Ser líder no es fácil, es duro. Muy duro. Consiste en creer firmemente en uno mismo, aunque las olas del mar de la tempestad se yergan altas contra el barco que gobiernas con mano firme. Consiste en maldecir mientras agarras el timón para mantener el rumbo que has fijado tras mucho consultar sobre antiguas e imprecisas cartas de navegación, a la par que tu brújula vacila al son del movimiento de las olas. Consiste en no vacilar en la dirección tomada, y en cambiar de dirección si fuera necesario hacerlo, y en saber cuándo y cómo, sin importar las circunstancias y —si estas importaran— hacerlo igualmente. Supone incluso en morir por las propias ideas. Pero al final del viaje, si alguna vez termina, veremos la tierra que tanto ansiábamos conocer al otro lado, una tierra virgen brillando bajo la luz del nuevo sol.

También consiste en escuchar y sacar provecho de las ideas de otros, pero sobre todo en hacerse escuchar. En dudar de uno mismo, pero también estar seguro de lo que uno ha decidido una vez tomada la decisión. En llegar hasta el límite con las propias decisiones, que solo tú puedes tomar, y hacer que los demás te sigan hasta las últimas consecuencias. Consiste en morir por las propias decisiones, si ese es tu destino, y hacer que se salve tu tripulación mientras el barco se hunde contigo por tu mala elección de ideas. También es recular y buscar una solución que no existe para salvar la travesía. Ser líder es ser para los demás. El verdadero líder muere por los demás y busca el bien de su tripulación aunque ello conlleve perderlo todo. El barco es la casa, y la tripulación es familia. Ser capitán consiste un poco en ser Padre. Amén.

Huérfanos de padre

Vivimos en un mundo por entero regulado, desprovistos de rumbo propio, inmersos en medio de un capitalismo arrollador que nos impone vivir los sueños de unos pocos y nos sugiere perseguir una vida mejor, idéntica a la de referentes inalcanzables, y reducida a pocas horas en las que la fatiga no nos permite levantar cabeza. Pero el triunfo definitivo de esta economía esclavista es la de lograr encerrarnos en nosotros mismos, dentro de un círculo vicioso contra el cual solo el alcohol y el ocio efímero ofrecen una fugaz salida.

Durante esos momentos de breve lucidez, no queremos reglas, ni directrices, sino libertad plena de pensamiento y aspiraciones, más difíciles de aplicar al difuso plano de la realidad.

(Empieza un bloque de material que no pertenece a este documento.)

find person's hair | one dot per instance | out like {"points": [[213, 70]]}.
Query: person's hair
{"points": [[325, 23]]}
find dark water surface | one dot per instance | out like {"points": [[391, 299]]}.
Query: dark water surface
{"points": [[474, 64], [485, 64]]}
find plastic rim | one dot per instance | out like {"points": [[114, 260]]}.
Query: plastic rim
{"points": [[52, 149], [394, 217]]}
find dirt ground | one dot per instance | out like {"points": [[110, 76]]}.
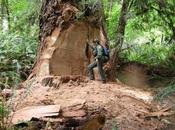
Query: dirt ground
{"points": [[126, 107]]}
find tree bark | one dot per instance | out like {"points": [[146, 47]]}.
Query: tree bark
{"points": [[63, 36], [119, 39]]}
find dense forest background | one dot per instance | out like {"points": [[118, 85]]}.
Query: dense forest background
{"points": [[148, 33]]}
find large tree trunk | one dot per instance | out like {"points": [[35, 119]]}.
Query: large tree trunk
{"points": [[63, 35], [119, 39]]}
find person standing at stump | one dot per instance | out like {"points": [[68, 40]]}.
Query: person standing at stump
{"points": [[99, 59]]}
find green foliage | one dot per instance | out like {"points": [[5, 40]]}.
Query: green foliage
{"points": [[3, 116], [165, 92], [18, 44], [17, 53]]}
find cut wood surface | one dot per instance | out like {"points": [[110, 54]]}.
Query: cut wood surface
{"points": [[26, 114]]}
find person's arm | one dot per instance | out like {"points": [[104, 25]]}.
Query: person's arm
{"points": [[99, 52]]}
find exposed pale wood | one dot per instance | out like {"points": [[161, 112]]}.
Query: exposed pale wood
{"points": [[26, 114]]}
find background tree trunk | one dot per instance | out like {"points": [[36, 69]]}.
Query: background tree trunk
{"points": [[65, 26], [119, 39]]}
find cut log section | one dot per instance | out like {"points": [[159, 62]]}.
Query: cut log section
{"points": [[26, 114]]}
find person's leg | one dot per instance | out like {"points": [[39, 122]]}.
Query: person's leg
{"points": [[101, 71], [91, 71]]}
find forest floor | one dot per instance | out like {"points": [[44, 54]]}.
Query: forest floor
{"points": [[126, 107]]}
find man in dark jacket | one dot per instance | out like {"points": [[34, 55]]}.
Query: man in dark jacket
{"points": [[99, 60]]}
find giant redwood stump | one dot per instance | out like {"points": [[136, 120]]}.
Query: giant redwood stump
{"points": [[65, 27]]}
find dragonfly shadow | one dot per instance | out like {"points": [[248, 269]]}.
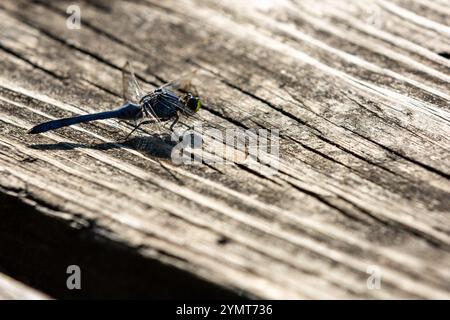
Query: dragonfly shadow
{"points": [[159, 146]]}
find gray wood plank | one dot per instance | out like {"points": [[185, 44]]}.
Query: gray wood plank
{"points": [[362, 100]]}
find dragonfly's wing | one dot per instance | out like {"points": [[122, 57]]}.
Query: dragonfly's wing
{"points": [[131, 90], [183, 83]]}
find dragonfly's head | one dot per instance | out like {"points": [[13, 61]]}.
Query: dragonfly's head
{"points": [[191, 103]]}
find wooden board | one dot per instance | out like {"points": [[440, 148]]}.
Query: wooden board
{"points": [[13, 290], [359, 90]]}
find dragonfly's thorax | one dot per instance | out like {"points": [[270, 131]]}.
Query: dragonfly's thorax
{"points": [[162, 104]]}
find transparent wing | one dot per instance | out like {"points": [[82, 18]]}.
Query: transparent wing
{"points": [[131, 90], [182, 84]]}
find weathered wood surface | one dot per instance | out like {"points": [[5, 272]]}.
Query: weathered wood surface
{"points": [[13, 290], [360, 87]]}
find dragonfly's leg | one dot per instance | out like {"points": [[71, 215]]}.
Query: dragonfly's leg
{"points": [[174, 122]]}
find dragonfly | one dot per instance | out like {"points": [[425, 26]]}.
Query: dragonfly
{"points": [[160, 105]]}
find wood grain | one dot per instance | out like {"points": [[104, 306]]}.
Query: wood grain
{"points": [[13, 290], [360, 90]]}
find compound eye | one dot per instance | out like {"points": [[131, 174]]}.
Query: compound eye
{"points": [[193, 104]]}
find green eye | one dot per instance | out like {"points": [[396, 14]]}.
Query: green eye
{"points": [[199, 105]]}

Todo ese caos no nos lleva a ninguna parte, pero tenemos la intuición de que nos hará descubrirnos a nosotros mismos y así cambiar el mundo.

Somos los huérfanos, somos los desterrados, somos los hijos bastardos de Dios. Desde que Dios dejó de importar y abandonamos su Edén luminoso, el frondoso hogar paterno, hemos acogido sin reservas el ordenado caos que supone aceptar las reglas que imponen los poderosos.

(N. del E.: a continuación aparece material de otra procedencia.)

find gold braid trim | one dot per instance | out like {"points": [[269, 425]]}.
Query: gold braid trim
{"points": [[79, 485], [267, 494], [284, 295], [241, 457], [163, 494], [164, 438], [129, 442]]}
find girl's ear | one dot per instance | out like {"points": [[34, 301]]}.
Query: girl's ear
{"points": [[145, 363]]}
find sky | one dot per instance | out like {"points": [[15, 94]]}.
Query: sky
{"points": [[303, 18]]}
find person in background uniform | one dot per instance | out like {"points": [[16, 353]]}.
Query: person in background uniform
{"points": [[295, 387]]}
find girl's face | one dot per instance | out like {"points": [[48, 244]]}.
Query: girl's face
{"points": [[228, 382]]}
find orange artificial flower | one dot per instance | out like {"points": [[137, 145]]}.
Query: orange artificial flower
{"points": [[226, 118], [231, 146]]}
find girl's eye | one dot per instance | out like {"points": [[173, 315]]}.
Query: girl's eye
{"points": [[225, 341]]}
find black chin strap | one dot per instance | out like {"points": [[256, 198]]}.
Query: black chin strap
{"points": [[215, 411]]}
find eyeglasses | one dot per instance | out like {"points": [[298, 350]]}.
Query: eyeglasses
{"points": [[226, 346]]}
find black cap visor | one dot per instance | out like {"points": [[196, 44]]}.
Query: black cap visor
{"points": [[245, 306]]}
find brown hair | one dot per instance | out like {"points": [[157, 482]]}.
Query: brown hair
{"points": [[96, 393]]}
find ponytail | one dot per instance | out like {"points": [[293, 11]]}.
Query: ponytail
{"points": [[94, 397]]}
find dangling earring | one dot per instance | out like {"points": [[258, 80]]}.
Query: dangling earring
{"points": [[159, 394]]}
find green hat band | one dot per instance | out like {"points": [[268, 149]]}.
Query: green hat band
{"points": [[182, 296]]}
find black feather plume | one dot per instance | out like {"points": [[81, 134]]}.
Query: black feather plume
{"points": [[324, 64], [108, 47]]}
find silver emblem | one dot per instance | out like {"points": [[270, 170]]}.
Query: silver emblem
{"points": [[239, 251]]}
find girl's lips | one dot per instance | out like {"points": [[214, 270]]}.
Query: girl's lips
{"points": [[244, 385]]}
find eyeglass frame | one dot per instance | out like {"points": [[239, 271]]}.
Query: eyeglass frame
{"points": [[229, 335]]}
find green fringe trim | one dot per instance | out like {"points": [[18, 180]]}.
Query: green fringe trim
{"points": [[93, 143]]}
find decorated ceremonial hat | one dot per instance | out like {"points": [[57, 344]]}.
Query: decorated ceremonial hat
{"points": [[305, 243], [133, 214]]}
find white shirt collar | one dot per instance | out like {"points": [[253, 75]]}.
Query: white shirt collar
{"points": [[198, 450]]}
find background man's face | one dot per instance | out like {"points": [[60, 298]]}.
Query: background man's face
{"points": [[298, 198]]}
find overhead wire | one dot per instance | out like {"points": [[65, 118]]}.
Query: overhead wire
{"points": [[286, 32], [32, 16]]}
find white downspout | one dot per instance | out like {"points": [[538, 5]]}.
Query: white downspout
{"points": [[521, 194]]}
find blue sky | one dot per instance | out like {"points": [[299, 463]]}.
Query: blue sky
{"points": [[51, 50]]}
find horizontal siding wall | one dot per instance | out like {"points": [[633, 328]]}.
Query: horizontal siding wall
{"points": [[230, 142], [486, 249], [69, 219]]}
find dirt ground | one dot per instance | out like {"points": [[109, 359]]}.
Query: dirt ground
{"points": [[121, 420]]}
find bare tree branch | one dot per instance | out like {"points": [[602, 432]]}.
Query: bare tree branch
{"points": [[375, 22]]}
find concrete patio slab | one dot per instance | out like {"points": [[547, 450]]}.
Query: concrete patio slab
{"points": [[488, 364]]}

Esos personajes referentes de nuestra infancia: Luke, Leia y Han, no son nuestros, se perdieron con el curso de las décadas que tumbaron los muros de antiguos bloques. Han venido otros roles descafeinados a sustituirlos. Ya no hay Spocks lógicos, sino inestables emocionales, ni Kirks autoritarios, sino infantiloides. El mismo Bones que antes se quejara impotente bajo su escuálida caja torácica se ha convertido en una musculosa caricatura de Éomer.

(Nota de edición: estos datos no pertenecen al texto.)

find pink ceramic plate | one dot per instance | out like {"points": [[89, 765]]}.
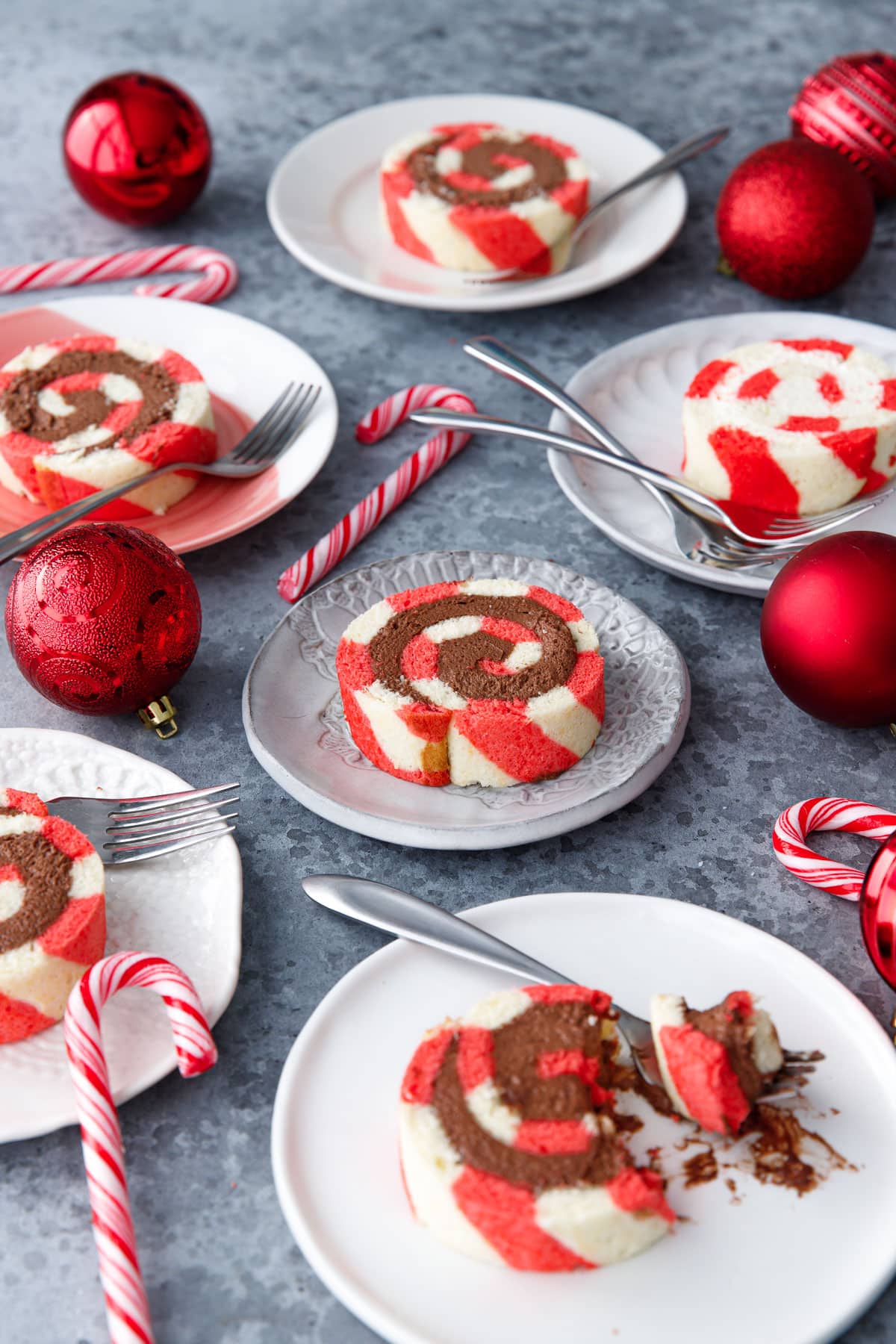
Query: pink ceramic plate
{"points": [[245, 364]]}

Sin embargo, el mundo nos sigue dando oportunidades de cambiar, como la de hoy. Ahora tenemos reglas impuestas, órdenes a nivel nacional e internacional, limitaciones y restricciones a derechos que nunca hemos visto peligrar, salvo por imposición paterna. Ahora el Estado toma el mando. Volvemos a tener Padre. Han cambiado las reglas de juego. Ahora solo nos queda esperar que el mundo no cambie demasiado en las próximas dos semanas.